13. The device of claim 12 wherein the interaction occurs via operator control.

14. The device of claim 12 wherein the interaction occurs automatically as rolling occurs.

15. The device of claim 12 wherein the interaction is prompted by signals from the device that can be detected by an operator.

16. The method of claim 3 wherein the device comprises an element taken from the group of elements consisting of:

(18) the interaction comprises a diagnostic procedure;

(19) the interaction comprises a preventative treatment; and

(20) the interaction comprises a therapeutic treatment.

17. The method of claim 16 wherein the device comprises at least two of the elements.

18. The method of claim 3 wherein the smooth body is configured to roll relative to the handle when contacted to the skin of a patient.

19. The device of claim 18 wherein the interaction occurs via operator control.

20. The device of claim 18 wherein the interaction occurs automatically as rolling occurs.

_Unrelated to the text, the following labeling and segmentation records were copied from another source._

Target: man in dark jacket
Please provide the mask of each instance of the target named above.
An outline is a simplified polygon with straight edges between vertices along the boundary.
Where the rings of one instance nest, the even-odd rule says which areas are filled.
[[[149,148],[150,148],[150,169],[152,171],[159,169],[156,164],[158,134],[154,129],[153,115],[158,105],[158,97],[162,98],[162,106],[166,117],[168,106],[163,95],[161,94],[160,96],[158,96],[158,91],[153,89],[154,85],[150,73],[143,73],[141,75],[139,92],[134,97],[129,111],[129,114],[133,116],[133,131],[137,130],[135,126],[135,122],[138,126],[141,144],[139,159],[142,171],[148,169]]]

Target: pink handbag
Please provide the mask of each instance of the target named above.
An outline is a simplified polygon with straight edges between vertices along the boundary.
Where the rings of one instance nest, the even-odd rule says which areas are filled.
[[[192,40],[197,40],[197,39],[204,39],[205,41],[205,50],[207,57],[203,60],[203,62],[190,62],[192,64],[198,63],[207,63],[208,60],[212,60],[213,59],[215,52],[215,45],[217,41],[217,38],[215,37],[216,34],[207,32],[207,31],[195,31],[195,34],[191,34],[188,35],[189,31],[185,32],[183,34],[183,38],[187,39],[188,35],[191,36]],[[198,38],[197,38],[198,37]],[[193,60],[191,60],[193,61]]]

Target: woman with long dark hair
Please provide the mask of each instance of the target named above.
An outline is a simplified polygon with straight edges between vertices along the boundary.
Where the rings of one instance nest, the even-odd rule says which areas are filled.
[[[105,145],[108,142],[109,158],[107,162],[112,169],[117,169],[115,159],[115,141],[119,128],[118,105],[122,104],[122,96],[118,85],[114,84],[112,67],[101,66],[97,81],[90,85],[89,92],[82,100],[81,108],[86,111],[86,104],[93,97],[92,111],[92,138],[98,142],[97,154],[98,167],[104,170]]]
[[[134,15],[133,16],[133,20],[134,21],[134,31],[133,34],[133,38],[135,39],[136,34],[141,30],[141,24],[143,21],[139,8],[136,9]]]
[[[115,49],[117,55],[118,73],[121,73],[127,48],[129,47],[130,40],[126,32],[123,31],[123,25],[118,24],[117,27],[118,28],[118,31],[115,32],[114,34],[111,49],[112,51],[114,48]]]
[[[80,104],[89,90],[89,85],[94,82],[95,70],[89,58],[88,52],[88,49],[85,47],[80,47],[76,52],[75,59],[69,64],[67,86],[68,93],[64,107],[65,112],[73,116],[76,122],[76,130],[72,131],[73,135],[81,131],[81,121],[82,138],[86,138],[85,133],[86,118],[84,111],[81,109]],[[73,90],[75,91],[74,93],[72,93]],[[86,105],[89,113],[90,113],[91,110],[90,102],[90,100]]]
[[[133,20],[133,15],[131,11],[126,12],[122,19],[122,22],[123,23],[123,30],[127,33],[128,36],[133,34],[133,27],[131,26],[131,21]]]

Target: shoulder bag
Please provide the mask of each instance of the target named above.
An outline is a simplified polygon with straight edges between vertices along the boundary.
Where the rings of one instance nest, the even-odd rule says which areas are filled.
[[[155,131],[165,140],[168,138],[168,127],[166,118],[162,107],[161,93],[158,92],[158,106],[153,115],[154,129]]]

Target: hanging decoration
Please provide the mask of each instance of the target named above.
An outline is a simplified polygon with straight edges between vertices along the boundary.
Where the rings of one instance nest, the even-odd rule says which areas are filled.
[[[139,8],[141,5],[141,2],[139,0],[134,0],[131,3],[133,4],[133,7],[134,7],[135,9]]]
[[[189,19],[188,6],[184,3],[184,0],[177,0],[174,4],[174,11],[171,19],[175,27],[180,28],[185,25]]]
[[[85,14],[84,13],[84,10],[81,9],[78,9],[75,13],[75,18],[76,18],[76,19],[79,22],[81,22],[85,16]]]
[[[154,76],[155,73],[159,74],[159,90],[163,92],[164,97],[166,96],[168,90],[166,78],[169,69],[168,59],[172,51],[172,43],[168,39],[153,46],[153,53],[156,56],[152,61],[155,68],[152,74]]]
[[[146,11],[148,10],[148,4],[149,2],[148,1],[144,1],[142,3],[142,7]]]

21. The device of claim 18 wherein the interaction is prompted by signals from the device that can be detected by an operator.

22. The device of claim 3 wherein the smooth body is configured to slide along the skin of the patient.

23. The device of claim 22 wherein the interaction occurs via operator control.

24. The device of claim 22 wherein the interaction occurs automatically as rolling occurs.

25. The device of claim 22 wherein the interaction is prompted by signals from the device that can be detected by an operator.